Iowa State University Extension reports there are many pests to watch for heading into July but few of economic concern at this point.  “It seems like July is the peak of insect activity and some spill over to row crops,” said Erin Hodgson, ISU Extension entomologist. “We track a few key insects every year, and they are developing a bit more quickly compared to an average year because of accumulated heat units.”

Hodgson identified these pests on the radar for 2023:

Japanese beetle — They can be frustrating for farmers throughout Iowa because they have a wide host range and cluster in big groups. Their defoliation can be significant, especially along the edge rows; however, it isn’t generally of economic concern.

Grasshoppers — Several species are active in the state right now. They also have a wide host range but tend to be more noticeable as a crop pest in prolonged drought. Consider them a field-edge pest and particularly difficult to manage if the defoliation becomes severe. 

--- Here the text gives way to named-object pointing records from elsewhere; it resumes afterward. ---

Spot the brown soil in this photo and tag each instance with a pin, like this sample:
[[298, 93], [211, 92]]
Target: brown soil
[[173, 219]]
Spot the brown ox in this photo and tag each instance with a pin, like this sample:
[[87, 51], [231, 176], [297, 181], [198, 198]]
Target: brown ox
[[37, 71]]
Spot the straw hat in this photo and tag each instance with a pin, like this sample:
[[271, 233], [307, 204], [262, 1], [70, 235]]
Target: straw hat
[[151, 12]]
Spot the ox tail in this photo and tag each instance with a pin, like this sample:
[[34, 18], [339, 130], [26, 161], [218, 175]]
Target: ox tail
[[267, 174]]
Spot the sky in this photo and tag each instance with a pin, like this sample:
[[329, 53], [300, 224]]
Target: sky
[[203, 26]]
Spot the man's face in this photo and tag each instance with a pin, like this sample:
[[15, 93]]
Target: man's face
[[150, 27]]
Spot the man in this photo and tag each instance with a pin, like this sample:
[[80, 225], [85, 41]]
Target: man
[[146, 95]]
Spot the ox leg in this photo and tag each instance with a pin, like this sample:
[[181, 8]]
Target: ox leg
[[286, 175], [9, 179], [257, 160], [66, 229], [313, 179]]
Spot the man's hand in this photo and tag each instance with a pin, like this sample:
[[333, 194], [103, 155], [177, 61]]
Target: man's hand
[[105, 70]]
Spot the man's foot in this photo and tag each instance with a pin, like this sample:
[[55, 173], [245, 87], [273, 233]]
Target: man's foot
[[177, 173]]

Spider mites — They thrive in hot and dry weather and can be especially difficult to manage without multiple foliar applications. 

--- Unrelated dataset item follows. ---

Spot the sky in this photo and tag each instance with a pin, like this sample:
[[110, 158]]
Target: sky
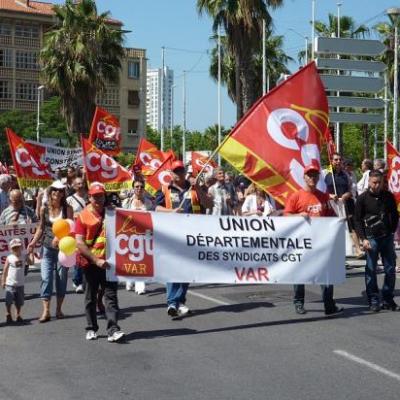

Corn rootworm — The larvae are finishing up feeding on roots, and adults are showing up now. When corn silks appear, it is a good reminder to assess root injury and evaluate future management decisions. Continuous corn fields are of notable concern for substantial yield losses from the larval feeding. Hodgson said she is hearing about injury to first year (rotated) corn this year. 

Soybean gall midge — This new pest is found throughout the western half of Iowa. Scouting along field edges will confirm the presence of this pest. Rapidly wilting or dying plants can be confused with many other issues, so split stems and look for orange larvae.